Quota-carrying sales reps:
Average Base Salary: $84,000
Average OTE: $133,000
Front line manager:
Average Base Salary: $110,000
Average OTE: $171,000
Vice President of Sales:
Average Base Salary: $130,000
Average OTE: $216,000
The highest-paying industry is Professional Services, with the others ranked as follows:
- Professional Services
- “Other” industries
- Industrial or Manufacturing
- Information Technology & Services
The split between base salary and quota is another important factor in attracting and retaining the right talent, yet over half (53%) of respondents said they didn’t have their ideal compensation split.
The ideal balance depends on the company’s strategy and individual responsibilities. The respondents surveyed showed a wide range of splits, but base salary typically formed the larger portion of their total compensation package.
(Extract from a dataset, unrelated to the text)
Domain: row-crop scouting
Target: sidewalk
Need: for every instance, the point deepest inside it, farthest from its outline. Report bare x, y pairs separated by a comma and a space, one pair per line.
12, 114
50% base / 50% commission:
25% of respondents
80% base / 20% commission:
25% of respondents
60% base / 40% commission:
24% of respondents
100% base salary:
18% of respondents
0-40% base salary (commission-heavy):
8% of respondents
In examining the incentives included in respondents’ compensation packages, it was found that 82% had uncapped commission, letting them earn in a way that reflected the value they brought to a company. In addition, 53% had accelerators, and some respondents enjoyed team bonuses and recognition programs. Only 16% of respondents were compensated with equity.
Compensation’s role in retention
Competitive compensation is a major factor in retention, and 79% of respondents said it was very or extremely important when deciding whether or not to stay with their current employer.
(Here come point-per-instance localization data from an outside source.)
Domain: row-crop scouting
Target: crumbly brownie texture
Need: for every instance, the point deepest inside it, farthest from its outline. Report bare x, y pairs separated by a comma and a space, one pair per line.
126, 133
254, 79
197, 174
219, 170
43% of high performers believed their compensation plan was below industry average, while another 43% believed it was at industry average; only 14% believed it to be above average.
In order to lower turnover rates, employers should have annual compensation plan reviews to bring more of their top performers into the group who believe they are being paid competitively—and above the average.
Top areas for improvement
Survey respondents reported their top concerns about their total compensation package and sales support structures.
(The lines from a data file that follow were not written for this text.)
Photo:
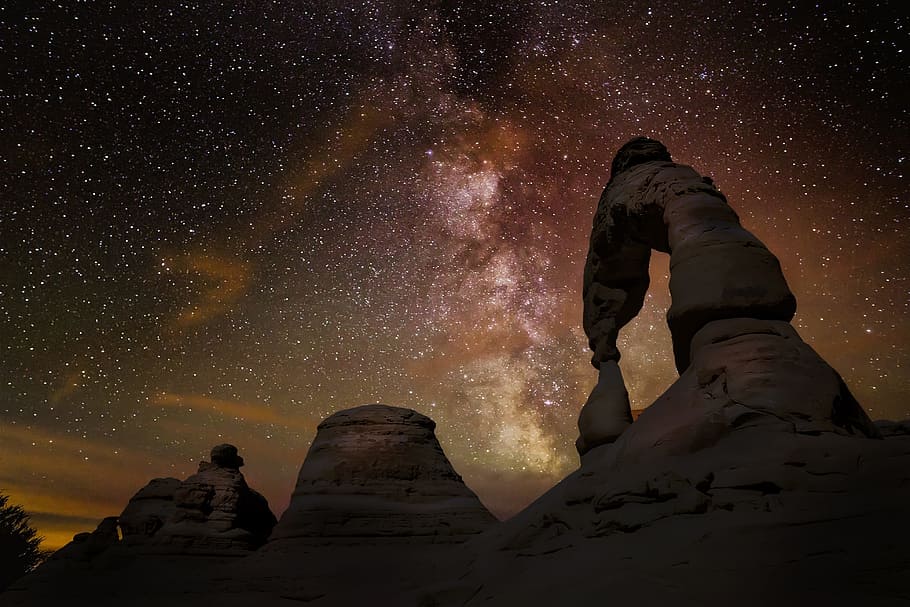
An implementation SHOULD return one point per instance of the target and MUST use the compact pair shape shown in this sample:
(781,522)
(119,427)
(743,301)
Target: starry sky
(222,222)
The main concerns reported were:
- Having a fair and achievable quota
- Improving incentives
- Having an easy-to-understand compensation plan
Not only do employers need to pay a competitive base salary, they also need to consider the design of their plans, to make them easily understandable and clear on how success and increased earnings can be achieved.
Other factors that can be examined and improved upon include:
- providing better sales support
- designing territories effectively
- paying in a timely matter
- improving the companywide sales strategy, to instill confidence in the sales force
- providing non-monetary benefits (typically vacation, healthcare, work-from-home time, mentorship, and perks)
Developing a competitive sales compensation plan
Compensation is a key driver of quality hiring and retention, yet top performers may not perceive their packages as properly reflecting the value they bring to their teams. This jeopardizes their relationship with their employer, and turnover is costly to a company’s revenue, brand, and morale.
Leaders should use industry benchmarks to ensure above-average compensation for sales professionals and to develop a well-rounded package that not only reflects the right numbers, but is also structured in a clear way with advantageous quota splits and incentives.